Data collection and refinement statistics for H5 HA in complex with Compound CBS1117.
(A) Ribbon diagram of H5 HA in complex with CBS1117. The compound is shown in green and the HA1 and HA2 subunits of one protomer are colored cyan and pink, respectively. The fusion peptide and stem loop are colored red and blue, respectively. (B) H5 HA surface shown with the 2Fo − Fc difference (gray mesh, contour level at 1 σ).
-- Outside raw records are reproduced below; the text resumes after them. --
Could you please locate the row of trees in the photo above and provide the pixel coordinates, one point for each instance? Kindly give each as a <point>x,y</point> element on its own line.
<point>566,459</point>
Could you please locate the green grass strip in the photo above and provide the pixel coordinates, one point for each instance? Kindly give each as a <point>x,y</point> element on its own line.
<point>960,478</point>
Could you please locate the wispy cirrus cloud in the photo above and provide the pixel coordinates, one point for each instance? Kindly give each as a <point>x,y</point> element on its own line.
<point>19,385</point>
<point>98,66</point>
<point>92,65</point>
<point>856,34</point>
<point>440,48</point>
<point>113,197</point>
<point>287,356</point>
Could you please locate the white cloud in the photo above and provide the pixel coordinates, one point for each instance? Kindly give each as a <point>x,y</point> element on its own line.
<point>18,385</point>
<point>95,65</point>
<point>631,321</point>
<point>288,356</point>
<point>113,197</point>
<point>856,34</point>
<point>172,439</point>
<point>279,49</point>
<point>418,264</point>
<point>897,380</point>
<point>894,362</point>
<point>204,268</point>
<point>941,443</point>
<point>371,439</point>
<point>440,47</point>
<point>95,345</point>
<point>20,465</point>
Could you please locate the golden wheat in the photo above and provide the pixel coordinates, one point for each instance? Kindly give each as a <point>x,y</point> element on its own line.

The HA1 and HA2 subunits of one protomer are colored cyan and pink, respectively; the fusion peptide is colored red.
(A) Ligplot analysis of CBS1117 interactions with H5 HA. Polar interactions between the chlorine atoms of CBS1117 and residues HA1-T325 and HA2-T49 are shown as green dashes. (B) Surface representation of the interactions between CBS1117 (green) and H5 HA side chains (yellow); the HA1 and HA2 subunits of one protomer are colored cyan and pink, respectively, and the fusion peptide is colored red.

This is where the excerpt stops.